This article originally appeared on Cyber Tales
We have seen in a previous post what are the common misconceptions in big data analytics, and how relevant it is starting looking at data with a goal in mind.
Even if I personally believe that posing the right question is 50% of what a good data scientist should do, there are alternative approaches that can be implemented. The main one that is often suggested, in particular from non-technical professionals, is the “let the data speak” approach: a sort of magic random data discovery that should spot valuable insights that a human analyst does not notice.
Well, the reality is that this a highly inefficient method: (random) data mining it is resource consuming and potentially value-destructive. The main reasons why data mining is often ineffective is that it is undertaken without any rationale, and this leads to common mistakes such as false positives; over-fitting; neglected spurious relations; sampling biases; causation-correlation reversal; wrong variables inclusion; or eventually model selection (Doornik and Hendry, 2015; Harford, 2014). We should especially pay specific attention to the causation-correlation problem, since observational data only take into account the second aspect. However, according to Varian (2013) the problem can be easily solved through experimentations.
Hence, I think that a hybrid approach is necessary. An intelligent data discovery process and exploratory analysis are valuable at the beginning to correctly frame the questions (“we don’t know what we don’t know” – Carter, 2011). Then, the question has to be addressed from several perspectives and using different methods, which sometimes may even bring some unexpected conclusion.
More formally, and in a similar fashion to Doornik and Hendry (2015), I think there are few relevant steps for analyzing the relationships in huge datasets. The problem formulation, obtained leveraging theoretical and practical considerations, tries to spot what relationships deserves to be deepened further. The identification step instead tries to include all the relevant variables and the effects to be accounted for, through both the (strictest) statistical methods as well as non-quantitative criteria, and verifies the quality and validity of available data. In the analytical step, all the possible models have to be dynamically and consistently tested with unbiased procedures, and the insights reached through the data interpretation have to be fed backward to improve (and maybe redesign) the problem formulation (Hendry and Doornik, 2014).
Those aspects can be incorporated into a lean approach, in order to reduce the time, effort, and costs associated with data collection, analysis, technological improvements, and ex-post measuring. The relevance of the framework lies in avoiding the extreme opposite situations, namely collecting all or no data at all. The next figure illustrates key steps towards this lean approach to big data: first of all, business processes have to be identified, as well as the analytical framework that should be used.
These two consecutive stages (business process definition and analytical framework identification) have a feedback loop, and the same is also true for the analytical framework identification and the dataset construction.

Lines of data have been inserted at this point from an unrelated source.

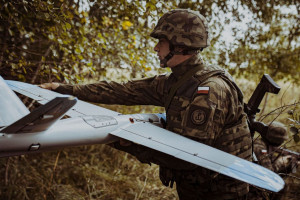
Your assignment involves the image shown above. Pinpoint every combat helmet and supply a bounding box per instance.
[263,121,288,146]
[150,9,209,49]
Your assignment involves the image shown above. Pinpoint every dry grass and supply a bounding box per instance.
[0,80,300,200]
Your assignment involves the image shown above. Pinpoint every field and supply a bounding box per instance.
[0,80,300,200]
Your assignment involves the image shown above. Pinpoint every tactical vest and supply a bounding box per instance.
[160,63,252,198]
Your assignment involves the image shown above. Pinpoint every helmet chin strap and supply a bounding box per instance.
[160,51,174,68]
[160,47,202,68]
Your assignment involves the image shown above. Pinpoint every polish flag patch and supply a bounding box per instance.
[197,87,209,94]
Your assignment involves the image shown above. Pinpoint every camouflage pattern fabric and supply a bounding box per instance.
[150,9,209,49]
[56,54,252,199]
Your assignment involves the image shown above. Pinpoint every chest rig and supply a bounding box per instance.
[164,64,224,134]
[160,64,252,197]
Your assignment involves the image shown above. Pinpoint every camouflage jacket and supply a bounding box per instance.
[56,55,252,199]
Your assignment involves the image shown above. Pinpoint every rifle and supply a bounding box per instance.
[244,74,280,137]
[244,74,300,173]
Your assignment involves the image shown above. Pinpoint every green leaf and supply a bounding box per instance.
[293,135,300,143]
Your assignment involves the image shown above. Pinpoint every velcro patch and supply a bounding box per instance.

This phase has to consider all the types of data, namely data at rest (static and inactively stored in a database); at motion (inconstantly stored in temporary memory); and in use (constantly updated and store in database).
The modeling step embeds the validation as well, while the process ends with the scalability implementation and the measurement. A feedback mechanism should prevent an internal stasis, feeding the business process with the outcomes of the analysis instead of improving continuously the model without any business response.
This approach is important because it highlights a basic aspect of big data innovation. Even if big data analytics is implemented with the idea of reducing world complexity, it actually provides multiple solutions to the same problem, and some of these solutions force us to rethink the question we posed in a first place.
All these considerations are valid both for personal project and companies’ data management. Working in a corporate context requires also further precautions, such as the creation of a solid internal data analytics procedure.
Data need to be consistently aggregated from different sources of information, and integrated with other systems and platforms; common reporting standards should be created – the so-called master copy – and any information should be validated to assess accuracy and completeness. Having a solid internal data management, together with a well-designed golden record, helps to solve the huge issue of stratified entrance: dysfunctional datasets resulting from different people augmenting the dataset at different moments or across different layers.
All the information here presented are not one-size-fits-all solutions, and should be carefully adapted to different situations, teams, and companies, but are in my opinion a good starting point to ponder over big data processes.
Carter, P. (2011). “Big data analytics: Future architectures, Skills and roadmaps for the CIO”. IDC White Paper. Retrieved from http://www.sas.com/resources/asset/BigDataAnalytics-FutureArchitectures-Skills-RoadmapsfortheCIO.pdf.
Doornik, J. A., & Hendry, D. F. (2015). “Statistical model selection with big data”. Cogent Economics & Finance, 3, 1045216.
Harford, T. (2014). “Big data: Are we making a big mistake?” Financial Times. Retrieved from http://www.ft.com/cms/s/2/21a6e7d8-b479-11e3-a09a-00144feabdc0.html#ixzz2xcdlP1zZ.
Hendry, D. F., & Doornik, J. A. (2014). Empirical model discovery and theory evaluation. Cambridge, Mass.: MIT Press.
Varian, H. (2013). “Beyond big data”. NABE annual meeting. San Francisco, CA, September 10th, 2013.
Note: the above is an adapted excerpt from the forthcoming book “Big Data Analytics: A Management Perspective” (Springer, 2016).